Previous studies have looked at the risks of occasional marijuana use, but regular use is increasingly common as it’s legalized, he said. “I think that’s going to create a different set of risks,” he said.

The rising popularity of weed among adults appears to be filtering down to younger generations. Nearly one-quarter of teens are now using pot and fewer students disapprove of the drug, according to the annual “Monitoring the Future” survey conducted by the University of Michigan. The number of high school students to see “great risk” in marijuana used dropped to 14.1 percent last year from 17.1 percent in 2016, according to the report.

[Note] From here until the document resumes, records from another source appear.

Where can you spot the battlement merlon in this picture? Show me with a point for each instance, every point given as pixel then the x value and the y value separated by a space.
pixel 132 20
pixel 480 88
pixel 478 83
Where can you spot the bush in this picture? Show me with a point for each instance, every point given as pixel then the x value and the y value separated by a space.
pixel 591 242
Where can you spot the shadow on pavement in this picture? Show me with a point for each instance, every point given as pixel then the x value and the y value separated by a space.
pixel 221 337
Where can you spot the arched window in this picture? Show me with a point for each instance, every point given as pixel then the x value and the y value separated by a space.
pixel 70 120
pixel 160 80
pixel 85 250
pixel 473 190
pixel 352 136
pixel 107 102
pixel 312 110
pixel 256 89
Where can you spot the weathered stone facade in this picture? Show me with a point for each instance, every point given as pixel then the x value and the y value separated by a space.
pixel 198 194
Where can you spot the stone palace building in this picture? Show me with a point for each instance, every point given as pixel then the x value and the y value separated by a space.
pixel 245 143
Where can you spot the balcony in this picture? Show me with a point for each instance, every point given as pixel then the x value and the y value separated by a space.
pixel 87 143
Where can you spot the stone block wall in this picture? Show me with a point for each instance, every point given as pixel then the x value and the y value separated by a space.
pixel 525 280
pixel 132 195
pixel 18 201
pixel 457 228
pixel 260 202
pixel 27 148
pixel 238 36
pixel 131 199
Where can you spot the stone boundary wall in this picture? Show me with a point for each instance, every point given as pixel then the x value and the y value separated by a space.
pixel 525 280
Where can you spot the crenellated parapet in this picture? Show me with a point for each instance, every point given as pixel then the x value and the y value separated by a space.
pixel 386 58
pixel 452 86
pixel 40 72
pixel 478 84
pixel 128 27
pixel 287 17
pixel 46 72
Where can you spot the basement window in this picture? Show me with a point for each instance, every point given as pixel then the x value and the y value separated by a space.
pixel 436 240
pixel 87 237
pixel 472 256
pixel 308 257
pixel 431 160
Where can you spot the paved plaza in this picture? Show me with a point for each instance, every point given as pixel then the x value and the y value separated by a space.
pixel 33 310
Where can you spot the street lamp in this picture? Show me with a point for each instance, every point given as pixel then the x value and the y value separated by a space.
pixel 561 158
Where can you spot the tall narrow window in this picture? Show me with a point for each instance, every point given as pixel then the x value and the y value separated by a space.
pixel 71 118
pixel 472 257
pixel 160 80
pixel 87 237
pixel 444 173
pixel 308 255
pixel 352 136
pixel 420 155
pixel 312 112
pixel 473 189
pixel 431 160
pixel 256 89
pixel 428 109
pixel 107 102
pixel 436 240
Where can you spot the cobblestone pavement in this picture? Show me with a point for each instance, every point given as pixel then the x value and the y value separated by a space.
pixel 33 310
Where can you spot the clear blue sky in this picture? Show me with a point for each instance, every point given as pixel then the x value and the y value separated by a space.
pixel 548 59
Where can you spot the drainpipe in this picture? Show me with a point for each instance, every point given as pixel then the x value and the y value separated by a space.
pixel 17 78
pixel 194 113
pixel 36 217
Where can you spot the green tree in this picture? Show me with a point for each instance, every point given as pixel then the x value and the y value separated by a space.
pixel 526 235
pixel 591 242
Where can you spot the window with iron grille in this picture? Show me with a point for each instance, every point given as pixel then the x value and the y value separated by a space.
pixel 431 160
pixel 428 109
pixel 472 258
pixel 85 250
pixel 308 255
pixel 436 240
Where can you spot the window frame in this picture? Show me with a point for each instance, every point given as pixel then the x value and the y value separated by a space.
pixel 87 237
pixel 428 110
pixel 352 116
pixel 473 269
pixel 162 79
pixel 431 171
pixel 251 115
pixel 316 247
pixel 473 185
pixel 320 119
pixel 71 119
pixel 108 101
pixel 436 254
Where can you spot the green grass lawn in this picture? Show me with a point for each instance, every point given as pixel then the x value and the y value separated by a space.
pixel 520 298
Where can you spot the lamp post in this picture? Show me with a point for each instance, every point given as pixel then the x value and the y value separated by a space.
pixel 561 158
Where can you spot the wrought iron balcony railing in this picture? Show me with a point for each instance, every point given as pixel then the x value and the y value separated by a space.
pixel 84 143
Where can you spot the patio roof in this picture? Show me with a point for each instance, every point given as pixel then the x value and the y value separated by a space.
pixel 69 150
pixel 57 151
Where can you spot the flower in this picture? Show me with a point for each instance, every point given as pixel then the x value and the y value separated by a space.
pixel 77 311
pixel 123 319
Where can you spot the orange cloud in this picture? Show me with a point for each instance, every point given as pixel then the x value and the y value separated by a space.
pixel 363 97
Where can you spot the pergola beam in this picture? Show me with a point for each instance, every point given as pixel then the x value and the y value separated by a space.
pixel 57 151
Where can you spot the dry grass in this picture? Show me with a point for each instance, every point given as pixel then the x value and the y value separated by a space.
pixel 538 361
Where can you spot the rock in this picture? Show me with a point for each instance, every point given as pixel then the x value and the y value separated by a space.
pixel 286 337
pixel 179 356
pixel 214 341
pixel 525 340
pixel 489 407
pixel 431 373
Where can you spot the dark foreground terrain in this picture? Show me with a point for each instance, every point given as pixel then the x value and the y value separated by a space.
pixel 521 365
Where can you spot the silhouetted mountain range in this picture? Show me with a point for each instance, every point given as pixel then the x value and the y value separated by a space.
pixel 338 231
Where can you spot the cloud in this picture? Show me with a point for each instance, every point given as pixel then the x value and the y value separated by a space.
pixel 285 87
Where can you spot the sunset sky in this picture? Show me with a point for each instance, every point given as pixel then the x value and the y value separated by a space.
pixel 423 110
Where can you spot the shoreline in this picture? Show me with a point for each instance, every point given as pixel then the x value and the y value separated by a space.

“I think we all need to be deeply concerned about that in the same way we’re deeply concerned about youth access to e-cigarettes and nicotine,” Gottlieb said. “We should be even more concerned about youth access to marijuana and cannabis.”

His comments come just over a week after he called teen e-cigarette use an “epidemic” and threatened to pull e-cigarettes from shelves if manufacturers do not control teen use. The agency is specifically ordering five brands — Juul, British American Tobacco‘s Vuse, Altria‘s MarkTen, Imperial Brands‘ Blu E-cigs and Japan Tobacco‘s Logic — to submit plans within 60 days detailing how they will prevent teens from using their products.

Additionally, the agency is investigating whether manufacturers’ online shops are being used for “straw” purchases, where buyers resell products to minors. If the FDA identifies problems, it can take both civil and criminal actions. It also warned more than 1,300 retailers for illegally selling e-cigarettes to minors.

The 2017 Michigan report indicates that teen marijuana use could continue to grow as more states legalize the drug, according to the study’s authors.

Funded by the National Institute on Drug Abuse and National Institutes of Health, the study provides the most comprehensive look at drug use among young adults in the U.S.